I rode a Morgan mare called Magpie.  Magpie was shot out from under me.  I sat with her as she died, the ground pocked with the craters of past explosions and soon to be cratered with more, her lovely head in my lap.  We talked.  Me in my tongue, she in hers.  Magpie wasn’t afraid, I could tell from the soft look in her eye.  But I was.  I was afraid because I was still alive and the world around me was still there, beyond any hell I’d ever imagined back when Jesus was Alan Ladd and his greatest apostle was Mister.

Hell.  I’d gone and gotten all sappy.  It was time to stand up and keep going.

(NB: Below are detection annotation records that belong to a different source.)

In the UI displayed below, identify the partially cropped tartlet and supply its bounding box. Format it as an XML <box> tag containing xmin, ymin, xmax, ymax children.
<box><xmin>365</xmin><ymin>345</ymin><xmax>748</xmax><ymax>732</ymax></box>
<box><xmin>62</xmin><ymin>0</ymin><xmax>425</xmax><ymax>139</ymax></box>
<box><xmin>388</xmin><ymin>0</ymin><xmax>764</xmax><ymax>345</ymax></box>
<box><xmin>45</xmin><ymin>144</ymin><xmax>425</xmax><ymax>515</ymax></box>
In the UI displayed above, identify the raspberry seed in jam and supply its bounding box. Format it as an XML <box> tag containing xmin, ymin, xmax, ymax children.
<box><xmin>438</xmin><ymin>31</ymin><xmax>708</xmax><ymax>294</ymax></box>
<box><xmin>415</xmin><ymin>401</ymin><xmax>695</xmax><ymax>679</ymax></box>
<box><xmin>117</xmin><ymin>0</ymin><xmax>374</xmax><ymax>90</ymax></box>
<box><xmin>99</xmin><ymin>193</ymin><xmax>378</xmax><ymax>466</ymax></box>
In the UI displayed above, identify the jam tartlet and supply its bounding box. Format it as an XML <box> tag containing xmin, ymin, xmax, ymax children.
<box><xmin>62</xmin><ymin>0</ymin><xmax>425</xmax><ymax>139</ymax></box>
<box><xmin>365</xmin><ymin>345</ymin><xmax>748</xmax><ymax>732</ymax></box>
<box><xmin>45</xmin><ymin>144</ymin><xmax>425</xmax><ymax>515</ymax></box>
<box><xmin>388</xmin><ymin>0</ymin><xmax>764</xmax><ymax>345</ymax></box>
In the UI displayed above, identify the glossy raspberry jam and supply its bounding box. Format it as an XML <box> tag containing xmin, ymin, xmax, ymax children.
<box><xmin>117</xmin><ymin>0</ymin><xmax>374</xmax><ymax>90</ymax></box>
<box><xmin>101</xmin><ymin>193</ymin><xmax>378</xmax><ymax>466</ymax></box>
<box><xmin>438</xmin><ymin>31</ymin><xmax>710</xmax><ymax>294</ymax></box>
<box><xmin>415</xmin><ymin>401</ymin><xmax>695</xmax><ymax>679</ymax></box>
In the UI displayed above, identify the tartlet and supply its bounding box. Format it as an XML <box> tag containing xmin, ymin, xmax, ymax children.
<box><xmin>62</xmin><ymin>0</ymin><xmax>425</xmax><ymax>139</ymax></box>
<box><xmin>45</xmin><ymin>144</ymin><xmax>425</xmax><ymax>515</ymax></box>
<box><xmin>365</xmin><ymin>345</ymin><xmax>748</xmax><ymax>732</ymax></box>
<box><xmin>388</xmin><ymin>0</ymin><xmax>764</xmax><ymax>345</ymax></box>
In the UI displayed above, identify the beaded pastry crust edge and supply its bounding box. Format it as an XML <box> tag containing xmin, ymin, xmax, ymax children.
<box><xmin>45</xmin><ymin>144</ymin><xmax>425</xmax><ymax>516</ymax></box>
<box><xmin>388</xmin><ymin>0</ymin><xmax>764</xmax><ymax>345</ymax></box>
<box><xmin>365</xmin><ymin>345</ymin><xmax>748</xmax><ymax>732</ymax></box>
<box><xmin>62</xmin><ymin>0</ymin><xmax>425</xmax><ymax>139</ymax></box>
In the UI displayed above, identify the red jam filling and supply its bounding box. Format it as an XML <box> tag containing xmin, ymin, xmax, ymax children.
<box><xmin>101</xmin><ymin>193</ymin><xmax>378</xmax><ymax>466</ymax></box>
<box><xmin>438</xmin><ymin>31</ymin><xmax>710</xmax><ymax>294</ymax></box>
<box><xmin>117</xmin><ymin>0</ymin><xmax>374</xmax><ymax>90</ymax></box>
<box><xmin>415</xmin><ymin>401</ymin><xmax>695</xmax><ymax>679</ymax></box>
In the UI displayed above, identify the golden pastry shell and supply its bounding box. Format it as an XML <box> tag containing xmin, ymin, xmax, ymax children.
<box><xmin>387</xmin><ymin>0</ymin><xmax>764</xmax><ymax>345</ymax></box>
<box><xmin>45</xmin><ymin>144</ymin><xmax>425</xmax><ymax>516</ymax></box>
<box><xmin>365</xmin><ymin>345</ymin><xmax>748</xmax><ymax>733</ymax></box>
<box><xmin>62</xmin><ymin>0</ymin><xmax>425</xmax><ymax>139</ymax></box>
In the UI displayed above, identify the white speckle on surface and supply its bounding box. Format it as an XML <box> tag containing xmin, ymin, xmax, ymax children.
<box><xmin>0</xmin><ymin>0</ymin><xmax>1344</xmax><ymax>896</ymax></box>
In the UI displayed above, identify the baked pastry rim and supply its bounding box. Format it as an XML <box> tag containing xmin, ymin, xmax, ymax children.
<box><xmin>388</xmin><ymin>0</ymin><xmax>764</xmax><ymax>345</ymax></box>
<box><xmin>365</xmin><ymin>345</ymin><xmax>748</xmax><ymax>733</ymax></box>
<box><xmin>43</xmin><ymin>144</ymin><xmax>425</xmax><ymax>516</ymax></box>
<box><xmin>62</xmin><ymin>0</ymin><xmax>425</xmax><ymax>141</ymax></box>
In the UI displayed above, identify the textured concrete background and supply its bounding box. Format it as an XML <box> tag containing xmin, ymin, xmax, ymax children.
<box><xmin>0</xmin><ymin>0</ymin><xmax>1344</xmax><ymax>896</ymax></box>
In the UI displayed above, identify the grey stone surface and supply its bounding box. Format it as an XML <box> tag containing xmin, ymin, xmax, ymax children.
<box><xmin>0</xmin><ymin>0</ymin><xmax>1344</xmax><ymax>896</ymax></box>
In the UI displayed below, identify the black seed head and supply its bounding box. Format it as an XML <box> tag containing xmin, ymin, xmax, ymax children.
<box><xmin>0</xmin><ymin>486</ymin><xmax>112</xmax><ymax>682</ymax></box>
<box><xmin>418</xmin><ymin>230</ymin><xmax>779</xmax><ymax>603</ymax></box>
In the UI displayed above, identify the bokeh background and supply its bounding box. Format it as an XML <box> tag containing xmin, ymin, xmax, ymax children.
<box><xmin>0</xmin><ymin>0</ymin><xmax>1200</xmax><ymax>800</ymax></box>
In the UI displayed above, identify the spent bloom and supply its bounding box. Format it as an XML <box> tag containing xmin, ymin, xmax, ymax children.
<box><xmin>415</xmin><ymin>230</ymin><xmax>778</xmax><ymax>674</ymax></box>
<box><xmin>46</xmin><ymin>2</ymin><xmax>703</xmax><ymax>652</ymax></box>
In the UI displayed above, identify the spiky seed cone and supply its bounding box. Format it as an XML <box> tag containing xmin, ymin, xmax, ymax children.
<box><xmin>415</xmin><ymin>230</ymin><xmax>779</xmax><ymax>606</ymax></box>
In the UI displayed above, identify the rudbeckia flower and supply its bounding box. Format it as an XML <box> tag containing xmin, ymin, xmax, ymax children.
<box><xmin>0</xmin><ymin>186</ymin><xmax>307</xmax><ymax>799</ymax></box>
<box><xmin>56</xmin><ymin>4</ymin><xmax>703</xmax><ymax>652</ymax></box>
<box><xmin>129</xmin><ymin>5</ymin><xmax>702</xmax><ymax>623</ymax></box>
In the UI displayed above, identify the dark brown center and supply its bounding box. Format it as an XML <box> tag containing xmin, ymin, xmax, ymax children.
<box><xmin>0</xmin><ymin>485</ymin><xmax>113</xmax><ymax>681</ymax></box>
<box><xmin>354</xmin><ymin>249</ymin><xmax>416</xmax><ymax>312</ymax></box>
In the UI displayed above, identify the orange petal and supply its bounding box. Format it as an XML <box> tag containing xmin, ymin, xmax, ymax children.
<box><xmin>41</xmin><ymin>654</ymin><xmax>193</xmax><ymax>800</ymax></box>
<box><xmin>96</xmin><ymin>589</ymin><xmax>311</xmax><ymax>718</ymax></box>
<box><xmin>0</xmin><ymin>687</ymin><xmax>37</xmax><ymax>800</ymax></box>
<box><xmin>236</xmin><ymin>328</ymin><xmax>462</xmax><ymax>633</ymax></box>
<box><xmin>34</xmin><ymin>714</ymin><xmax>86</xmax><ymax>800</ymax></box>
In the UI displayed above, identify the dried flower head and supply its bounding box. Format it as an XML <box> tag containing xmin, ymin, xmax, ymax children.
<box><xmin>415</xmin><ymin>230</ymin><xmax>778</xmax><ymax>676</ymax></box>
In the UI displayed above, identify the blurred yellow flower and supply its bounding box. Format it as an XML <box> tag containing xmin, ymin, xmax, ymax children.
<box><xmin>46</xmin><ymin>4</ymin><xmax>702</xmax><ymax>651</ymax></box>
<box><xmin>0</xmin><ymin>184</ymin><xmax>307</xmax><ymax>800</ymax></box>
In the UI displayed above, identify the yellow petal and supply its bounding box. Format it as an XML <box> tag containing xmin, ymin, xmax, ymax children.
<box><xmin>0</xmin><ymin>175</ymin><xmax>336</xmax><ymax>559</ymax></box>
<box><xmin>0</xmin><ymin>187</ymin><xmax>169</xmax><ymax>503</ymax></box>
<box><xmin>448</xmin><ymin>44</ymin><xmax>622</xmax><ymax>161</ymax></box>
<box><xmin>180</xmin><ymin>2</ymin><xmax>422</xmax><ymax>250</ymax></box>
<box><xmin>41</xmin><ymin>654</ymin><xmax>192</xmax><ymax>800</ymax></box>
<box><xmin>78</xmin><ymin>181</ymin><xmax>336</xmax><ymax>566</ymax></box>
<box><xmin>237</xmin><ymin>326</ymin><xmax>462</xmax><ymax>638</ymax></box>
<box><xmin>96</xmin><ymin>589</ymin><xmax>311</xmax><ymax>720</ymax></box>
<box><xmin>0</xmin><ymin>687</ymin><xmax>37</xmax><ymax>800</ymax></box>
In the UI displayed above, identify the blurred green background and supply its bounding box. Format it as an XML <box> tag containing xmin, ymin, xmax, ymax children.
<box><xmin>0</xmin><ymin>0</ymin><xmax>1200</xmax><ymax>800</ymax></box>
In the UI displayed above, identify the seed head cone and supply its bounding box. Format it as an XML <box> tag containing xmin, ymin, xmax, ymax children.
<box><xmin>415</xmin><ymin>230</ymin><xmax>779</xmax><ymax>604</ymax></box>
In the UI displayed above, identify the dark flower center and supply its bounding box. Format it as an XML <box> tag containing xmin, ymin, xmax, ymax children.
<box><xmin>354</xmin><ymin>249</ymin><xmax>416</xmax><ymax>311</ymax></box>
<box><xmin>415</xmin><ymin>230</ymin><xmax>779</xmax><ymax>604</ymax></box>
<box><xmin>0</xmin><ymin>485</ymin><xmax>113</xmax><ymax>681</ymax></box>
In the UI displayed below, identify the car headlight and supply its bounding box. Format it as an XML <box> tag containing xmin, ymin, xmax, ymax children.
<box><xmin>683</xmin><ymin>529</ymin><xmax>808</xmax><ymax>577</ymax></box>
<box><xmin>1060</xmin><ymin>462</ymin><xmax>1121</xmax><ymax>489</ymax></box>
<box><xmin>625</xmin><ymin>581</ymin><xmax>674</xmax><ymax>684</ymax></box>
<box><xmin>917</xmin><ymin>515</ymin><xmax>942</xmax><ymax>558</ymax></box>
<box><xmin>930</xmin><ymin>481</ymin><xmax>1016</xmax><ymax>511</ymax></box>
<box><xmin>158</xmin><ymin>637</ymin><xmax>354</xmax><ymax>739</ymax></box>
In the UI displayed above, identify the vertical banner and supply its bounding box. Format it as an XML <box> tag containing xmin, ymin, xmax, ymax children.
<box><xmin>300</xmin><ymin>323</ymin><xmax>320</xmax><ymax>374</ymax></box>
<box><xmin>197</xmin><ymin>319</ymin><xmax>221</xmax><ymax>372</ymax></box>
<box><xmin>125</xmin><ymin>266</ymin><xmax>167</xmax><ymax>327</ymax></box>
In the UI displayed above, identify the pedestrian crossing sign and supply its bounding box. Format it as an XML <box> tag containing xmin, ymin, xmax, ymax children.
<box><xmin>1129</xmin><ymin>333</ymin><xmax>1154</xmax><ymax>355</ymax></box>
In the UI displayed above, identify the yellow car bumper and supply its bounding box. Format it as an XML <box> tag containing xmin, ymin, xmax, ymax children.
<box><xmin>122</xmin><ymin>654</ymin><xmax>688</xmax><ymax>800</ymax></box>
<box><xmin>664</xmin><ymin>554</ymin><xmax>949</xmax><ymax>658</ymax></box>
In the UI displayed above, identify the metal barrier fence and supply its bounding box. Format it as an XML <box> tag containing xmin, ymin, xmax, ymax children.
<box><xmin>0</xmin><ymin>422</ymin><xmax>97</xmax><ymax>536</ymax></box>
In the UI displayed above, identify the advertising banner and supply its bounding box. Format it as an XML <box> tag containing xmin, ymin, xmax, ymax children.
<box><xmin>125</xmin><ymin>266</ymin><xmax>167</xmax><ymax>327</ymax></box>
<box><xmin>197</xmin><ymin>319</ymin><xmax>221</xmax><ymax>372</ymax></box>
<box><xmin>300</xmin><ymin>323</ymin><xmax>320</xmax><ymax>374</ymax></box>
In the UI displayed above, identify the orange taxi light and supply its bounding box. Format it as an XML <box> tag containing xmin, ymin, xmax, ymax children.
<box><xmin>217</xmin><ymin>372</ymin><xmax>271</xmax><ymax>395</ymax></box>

First thing I did was what Hank Hanson suggested I do.  Go back to the pink hotel, knock on every door, ask if anyone had seen anyone or anything around the time I was talking to Clay in the gents at my new hotel, the Grand Union.  I got a few slammed doors, but I also got a few answers—even if they were all different answers.  A small man in a big car had been parked outside for over an hour doing what seemed essentially nothing (listening to Walter Winchell was my guess), a big man on foot walked by (the old lady who told me  said she didn’t like someone on foot around after dark; it just wasn’t “nice”), a tall woman under a huge hat arrived, spoke with the desk clerk, then left, a delivery boy knocking on the wrong door, a kid running down a corridor—but not my corridor.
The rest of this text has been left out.